La derecha parecería comprender hoy mejor las preocupaciones culturales de las mayorías. Esto no implica que mayoritariamente haya una postura anti-inmigración, necesariamente. Pero sí es evidente que hay una visión bastante extendida sobre que debería haber mayores restricciones a la entrada de inmigrantes, controles más serios, y más que nada una mayor atención al desafío que muchos grupos, como los del Islam militante, plantean a los valores occidentales: comprensión de la familia como institución fundamental; igualdad de las personas; libertad de expresión; libertad de crear el propio proyecto de vida y de resguardar las decisiones privadas; derechos de las mujeres; etc.

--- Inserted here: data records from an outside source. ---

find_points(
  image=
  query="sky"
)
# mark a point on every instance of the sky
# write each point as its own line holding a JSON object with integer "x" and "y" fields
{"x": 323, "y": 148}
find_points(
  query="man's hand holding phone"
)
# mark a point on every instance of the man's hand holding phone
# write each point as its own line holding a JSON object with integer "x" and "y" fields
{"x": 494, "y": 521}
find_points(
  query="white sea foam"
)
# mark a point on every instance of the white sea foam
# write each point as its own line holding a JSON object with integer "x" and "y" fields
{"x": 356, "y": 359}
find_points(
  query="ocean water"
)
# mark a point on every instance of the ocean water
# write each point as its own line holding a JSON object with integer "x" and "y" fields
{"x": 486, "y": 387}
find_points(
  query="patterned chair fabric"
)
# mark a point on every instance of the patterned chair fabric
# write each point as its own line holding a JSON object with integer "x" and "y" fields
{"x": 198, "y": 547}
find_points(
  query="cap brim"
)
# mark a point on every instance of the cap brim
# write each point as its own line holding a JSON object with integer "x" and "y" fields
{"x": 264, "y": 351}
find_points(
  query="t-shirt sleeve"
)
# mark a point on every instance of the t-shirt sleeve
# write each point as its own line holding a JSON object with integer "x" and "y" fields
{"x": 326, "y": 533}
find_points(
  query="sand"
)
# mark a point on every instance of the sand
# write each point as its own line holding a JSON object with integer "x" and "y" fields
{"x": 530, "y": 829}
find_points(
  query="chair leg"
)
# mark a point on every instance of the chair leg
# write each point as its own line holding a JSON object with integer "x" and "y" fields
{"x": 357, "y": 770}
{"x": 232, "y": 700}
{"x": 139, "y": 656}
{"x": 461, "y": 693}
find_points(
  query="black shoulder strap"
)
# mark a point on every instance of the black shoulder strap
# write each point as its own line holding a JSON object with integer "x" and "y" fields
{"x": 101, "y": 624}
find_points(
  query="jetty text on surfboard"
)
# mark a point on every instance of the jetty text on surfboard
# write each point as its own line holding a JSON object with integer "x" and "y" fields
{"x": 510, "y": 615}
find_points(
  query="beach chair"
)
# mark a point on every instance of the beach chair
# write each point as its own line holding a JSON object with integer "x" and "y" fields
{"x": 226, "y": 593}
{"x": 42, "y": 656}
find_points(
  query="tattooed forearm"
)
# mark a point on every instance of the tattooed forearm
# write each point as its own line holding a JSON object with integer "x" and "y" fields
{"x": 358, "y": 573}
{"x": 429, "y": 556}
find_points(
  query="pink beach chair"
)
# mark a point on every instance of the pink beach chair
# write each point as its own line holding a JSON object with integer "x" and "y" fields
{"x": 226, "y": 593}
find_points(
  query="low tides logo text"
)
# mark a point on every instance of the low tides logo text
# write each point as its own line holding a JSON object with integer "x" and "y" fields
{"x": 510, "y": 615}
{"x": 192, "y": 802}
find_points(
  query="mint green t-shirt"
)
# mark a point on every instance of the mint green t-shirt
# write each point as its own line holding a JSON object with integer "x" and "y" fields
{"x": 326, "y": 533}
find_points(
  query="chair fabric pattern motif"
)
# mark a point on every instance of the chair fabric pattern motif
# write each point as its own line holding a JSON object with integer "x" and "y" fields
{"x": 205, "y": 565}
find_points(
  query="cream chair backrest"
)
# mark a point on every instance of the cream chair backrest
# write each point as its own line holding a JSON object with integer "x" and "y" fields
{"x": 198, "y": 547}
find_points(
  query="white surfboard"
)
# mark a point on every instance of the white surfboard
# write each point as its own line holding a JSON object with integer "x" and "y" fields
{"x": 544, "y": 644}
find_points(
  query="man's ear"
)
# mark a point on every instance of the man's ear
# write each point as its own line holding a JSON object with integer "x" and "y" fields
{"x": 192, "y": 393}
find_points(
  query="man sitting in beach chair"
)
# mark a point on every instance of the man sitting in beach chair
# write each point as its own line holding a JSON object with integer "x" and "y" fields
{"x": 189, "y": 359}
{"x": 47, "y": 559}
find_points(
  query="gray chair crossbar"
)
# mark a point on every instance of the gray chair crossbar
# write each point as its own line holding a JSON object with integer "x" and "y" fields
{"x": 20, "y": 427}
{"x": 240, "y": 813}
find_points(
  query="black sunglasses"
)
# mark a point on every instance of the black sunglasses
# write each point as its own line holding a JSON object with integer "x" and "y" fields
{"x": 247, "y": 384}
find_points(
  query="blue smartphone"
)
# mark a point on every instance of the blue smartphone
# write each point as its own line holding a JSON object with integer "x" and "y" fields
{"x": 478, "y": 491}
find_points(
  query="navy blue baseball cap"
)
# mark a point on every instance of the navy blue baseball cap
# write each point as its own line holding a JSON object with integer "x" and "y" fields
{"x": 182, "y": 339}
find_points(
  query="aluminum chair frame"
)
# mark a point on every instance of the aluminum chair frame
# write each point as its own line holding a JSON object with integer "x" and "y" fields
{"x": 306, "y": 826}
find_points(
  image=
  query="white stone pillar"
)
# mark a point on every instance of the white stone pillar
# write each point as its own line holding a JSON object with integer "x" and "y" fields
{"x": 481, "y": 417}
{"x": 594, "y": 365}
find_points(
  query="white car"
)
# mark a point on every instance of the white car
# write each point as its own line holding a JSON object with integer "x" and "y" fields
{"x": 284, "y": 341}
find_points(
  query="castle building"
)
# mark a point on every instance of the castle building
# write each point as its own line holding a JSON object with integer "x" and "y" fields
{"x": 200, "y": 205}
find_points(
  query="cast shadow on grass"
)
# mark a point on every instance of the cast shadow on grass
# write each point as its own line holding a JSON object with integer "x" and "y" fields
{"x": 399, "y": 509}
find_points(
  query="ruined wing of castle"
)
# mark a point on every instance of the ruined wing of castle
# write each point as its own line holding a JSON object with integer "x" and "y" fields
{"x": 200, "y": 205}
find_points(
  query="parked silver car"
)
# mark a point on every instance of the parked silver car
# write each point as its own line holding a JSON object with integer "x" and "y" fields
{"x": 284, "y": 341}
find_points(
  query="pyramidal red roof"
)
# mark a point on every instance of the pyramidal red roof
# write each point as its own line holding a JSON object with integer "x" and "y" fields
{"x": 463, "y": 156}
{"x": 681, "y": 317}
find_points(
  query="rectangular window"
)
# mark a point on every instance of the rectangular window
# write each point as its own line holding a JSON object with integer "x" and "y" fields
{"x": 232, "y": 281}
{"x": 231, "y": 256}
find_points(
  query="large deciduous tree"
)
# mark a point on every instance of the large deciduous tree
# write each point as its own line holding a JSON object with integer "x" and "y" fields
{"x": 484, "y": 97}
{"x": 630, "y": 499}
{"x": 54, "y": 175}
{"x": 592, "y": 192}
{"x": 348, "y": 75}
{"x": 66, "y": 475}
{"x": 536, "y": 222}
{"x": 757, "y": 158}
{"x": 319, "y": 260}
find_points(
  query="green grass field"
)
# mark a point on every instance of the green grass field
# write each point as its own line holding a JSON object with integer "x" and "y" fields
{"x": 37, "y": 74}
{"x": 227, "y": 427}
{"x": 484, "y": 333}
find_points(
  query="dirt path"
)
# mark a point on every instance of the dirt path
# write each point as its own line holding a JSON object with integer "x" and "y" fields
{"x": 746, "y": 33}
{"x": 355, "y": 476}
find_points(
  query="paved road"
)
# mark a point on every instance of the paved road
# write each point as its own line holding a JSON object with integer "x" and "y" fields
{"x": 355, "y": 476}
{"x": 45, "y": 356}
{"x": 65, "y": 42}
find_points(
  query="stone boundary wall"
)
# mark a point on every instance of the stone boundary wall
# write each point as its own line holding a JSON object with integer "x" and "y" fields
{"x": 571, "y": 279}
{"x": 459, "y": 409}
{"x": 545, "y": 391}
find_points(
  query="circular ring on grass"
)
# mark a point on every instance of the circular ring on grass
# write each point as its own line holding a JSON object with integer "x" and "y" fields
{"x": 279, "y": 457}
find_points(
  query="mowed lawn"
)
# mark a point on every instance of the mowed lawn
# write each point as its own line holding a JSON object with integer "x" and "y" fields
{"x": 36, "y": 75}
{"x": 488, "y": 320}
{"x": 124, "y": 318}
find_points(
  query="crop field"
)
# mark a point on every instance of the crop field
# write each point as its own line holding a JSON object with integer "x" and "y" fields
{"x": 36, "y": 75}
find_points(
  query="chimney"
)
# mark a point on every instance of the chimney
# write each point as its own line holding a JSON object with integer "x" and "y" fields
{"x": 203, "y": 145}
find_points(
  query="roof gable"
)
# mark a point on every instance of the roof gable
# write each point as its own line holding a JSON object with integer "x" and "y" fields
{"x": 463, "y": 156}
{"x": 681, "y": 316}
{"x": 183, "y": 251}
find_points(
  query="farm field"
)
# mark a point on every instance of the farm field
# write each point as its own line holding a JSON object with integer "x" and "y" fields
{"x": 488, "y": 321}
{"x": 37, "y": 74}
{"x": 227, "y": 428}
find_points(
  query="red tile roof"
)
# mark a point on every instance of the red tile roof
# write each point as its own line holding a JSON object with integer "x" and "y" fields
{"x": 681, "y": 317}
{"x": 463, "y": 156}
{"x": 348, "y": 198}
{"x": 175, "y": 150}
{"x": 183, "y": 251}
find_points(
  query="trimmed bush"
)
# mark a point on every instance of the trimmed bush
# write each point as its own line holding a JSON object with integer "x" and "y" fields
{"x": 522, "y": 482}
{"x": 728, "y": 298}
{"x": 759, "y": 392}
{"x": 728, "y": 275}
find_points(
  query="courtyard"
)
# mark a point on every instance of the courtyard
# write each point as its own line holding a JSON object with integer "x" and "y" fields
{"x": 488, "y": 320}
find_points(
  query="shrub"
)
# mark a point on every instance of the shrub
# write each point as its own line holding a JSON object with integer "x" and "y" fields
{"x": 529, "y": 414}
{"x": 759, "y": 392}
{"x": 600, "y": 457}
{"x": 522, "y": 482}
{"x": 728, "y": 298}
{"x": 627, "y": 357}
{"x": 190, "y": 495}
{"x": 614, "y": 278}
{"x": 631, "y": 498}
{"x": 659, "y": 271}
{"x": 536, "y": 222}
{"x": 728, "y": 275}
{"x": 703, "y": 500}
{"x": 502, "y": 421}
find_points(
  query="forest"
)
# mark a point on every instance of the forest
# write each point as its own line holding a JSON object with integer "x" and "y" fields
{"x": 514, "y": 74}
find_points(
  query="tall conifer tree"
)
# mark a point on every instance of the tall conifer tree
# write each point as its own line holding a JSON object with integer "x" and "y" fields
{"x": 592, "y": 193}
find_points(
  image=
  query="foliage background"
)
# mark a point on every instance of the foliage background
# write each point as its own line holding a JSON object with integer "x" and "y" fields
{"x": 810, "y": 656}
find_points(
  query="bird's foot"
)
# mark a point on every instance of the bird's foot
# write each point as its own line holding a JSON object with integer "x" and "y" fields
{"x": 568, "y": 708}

El progresismo de izquierdas parece ajeno y desprendido de estas cuestiones. Siente culpa y parecen molestarle, de hecho. Como alguna vez la familia tradicional fue el único modelo de familia válido, hoy miran de reojo a cualquiera que opte por ese modelo. Como alguna vez el cristianismo persiguió infieles, hoy reniega de la apertura que existe en los países herederos de esa tradición en torno a los derechos civiles y políticos, y puede coquetear intelectualmente con regímenes orientales –Irán, China, etc.–. Como alguna vez los empresarios oprimieron trabajadores –o algunos incluso lo hacen–, tiene una postura anti-empresa.
Pues bien, la mayoría de la gente no piensa así. Por eso los últimos escrutinios de la centro-izquierda y la izquierda fueron magros; y a la centro-derecha y derecha le fue mejor. Si a esto le sumamos que los resultados económicos se perciben como no satisfactorios bajo algunos gobiernos de centro-izquierda –como hoy en Alemania y en Italia antes del triunfo de Giorgia Meloni–, al progresismo de izquierdas podría costarle avanzar o recuperar terreno en las próximas aventuras electorales.